Schutzinstrumente – für bzw. gegen Innovation

Für viele Startup-Gründer gehört es zu den drängendsten Fragen, wie sie ihre Innovationen schützen können. In der Law Clinic des Forschungsprojektes „Innovation und Entrepreneurship“ des Alexander von Humboldt-Institut für Internet und Gesellschaft rangiert das Thema unter den Top 3 der Rechtsfragen, die in den Clinic Sessions behandelt werden. Dabei geht es meistens darum, wie man die eigenen Innovationen schützen kann. Erst im Laufe des Gesprächs stellt sich dann heraus, dass das Recht auch die Innovationen der Anderen schützen könnte – und zwar vor einem selbst.

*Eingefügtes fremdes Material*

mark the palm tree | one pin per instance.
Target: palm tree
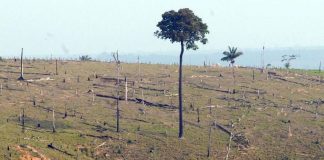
(230, 56)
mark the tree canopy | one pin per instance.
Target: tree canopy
(182, 26)
(231, 54)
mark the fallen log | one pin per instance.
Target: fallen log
(140, 101)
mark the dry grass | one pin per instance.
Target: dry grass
(88, 132)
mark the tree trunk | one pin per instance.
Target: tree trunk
(180, 93)
(233, 70)
(117, 113)
(56, 67)
(126, 90)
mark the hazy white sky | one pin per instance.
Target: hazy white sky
(94, 26)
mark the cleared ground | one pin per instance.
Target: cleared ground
(259, 114)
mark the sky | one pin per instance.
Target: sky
(69, 27)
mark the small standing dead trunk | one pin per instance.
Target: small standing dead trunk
(1, 89)
(289, 130)
(229, 146)
(198, 116)
(143, 98)
(115, 55)
(56, 72)
(209, 141)
(22, 117)
(126, 90)
(53, 121)
(258, 94)
(21, 66)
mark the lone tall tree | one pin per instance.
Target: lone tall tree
(230, 56)
(21, 66)
(186, 28)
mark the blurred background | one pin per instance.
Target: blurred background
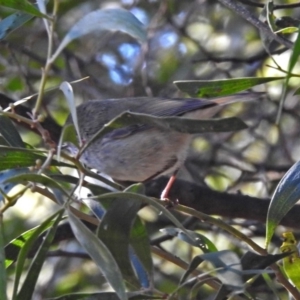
(187, 40)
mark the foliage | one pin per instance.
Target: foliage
(91, 238)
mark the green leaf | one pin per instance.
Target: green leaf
(29, 283)
(179, 124)
(37, 178)
(287, 30)
(139, 240)
(292, 62)
(143, 199)
(25, 250)
(5, 175)
(24, 6)
(284, 198)
(114, 232)
(10, 133)
(95, 188)
(106, 296)
(13, 249)
(119, 228)
(100, 255)
(3, 278)
(12, 22)
(228, 268)
(291, 263)
(223, 87)
(198, 240)
(13, 158)
(67, 89)
(103, 20)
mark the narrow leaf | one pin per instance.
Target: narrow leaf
(223, 87)
(3, 278)
(114, 232)
(284, 198)
(100, 255)
(29, 283)
(24, 6)
(69, 95)
(291, 263)
(10, 133)
(13, 249)
(13, 158)
(229, 269)
(198, 240)
(25, 250)
(5, 175)
(12, 22)
(102, 20)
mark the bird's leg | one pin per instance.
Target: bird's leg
(165, 193)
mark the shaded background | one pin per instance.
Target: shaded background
(186, 40)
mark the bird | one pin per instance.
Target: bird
(140, 152)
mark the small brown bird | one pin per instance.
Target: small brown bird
(138, 153)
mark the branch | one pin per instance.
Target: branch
(251, 18)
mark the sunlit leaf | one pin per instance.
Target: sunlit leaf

Die Zweischneidigkeit des Innovationsschutzes hatte ich selbst am Beispiel meines eigenen Startups MAUERSCHAU erlebt. In unserer MAUERSCHAU-App machen wir das historische Berlin über Augmented Reality und Originalfotos wieder sichtbar. Zudem führen Zeitzeugen die Nutzer im Rahmen ortsgebundener Interviews zu den Orten des historischen Geschehens. Eine Art digitaler Stadtführer. Diese Idee hielten wir zum Förderzeitpunkt im März letzten Jahres für so einzigartig, dass wir es kaum glauben konnten, als plötzlich immer mehr Startups und Projekte mit ähnlichen Ideen wie Pilze aus dem Boden schossen. Unsere erste Vermutung war, dass Leute aus diesen Unternehmen unser Konzept „gestohlen“ haben mussten. Immerhin hatten wir es an etliche Sponsoren und potentielle Kooperationspartner verteilt. Doch in Wahrheit liegen viele Ideen in der Luft. In den allermeisten Fällen setzen sie sich aus vorbekannten Elementen zusammen, die in neuen Kontexten immer wieder anders kombiniert werden. Hatten wir doch selbst die Idee zu unserer Mauerschau von vorbestehenden Werken und Ideen übertragen: Zunächst legte schon die Technik Augmented Reality die Bereitstellung von Fotos an den Orten ihrer Aufnahme nahe. Der Anwendungsfall Berlin drängte sich uns gerade auf, unterliegt dessen kulturelles Erbe doch wie keine andere Stadt dem Zeitenwandel. Zu der Idee, mit Zeitzeugen ortsgebundene Dokumentarfile zu drehen, inspirierte uns schließlich das Kunstwerk von Janett Cardiff und Georges Bures Miller „Alter Bahnhof Video Walk“, das die beiden Künstler auf der dOCUMENTA (13) ausgestellt hatten. Hätten diese beiden Künstler und erste Erfinder bzw. Anwender von Augmented Reality-Techniken unsere MAUERSCHAU rechtlich verhindern können?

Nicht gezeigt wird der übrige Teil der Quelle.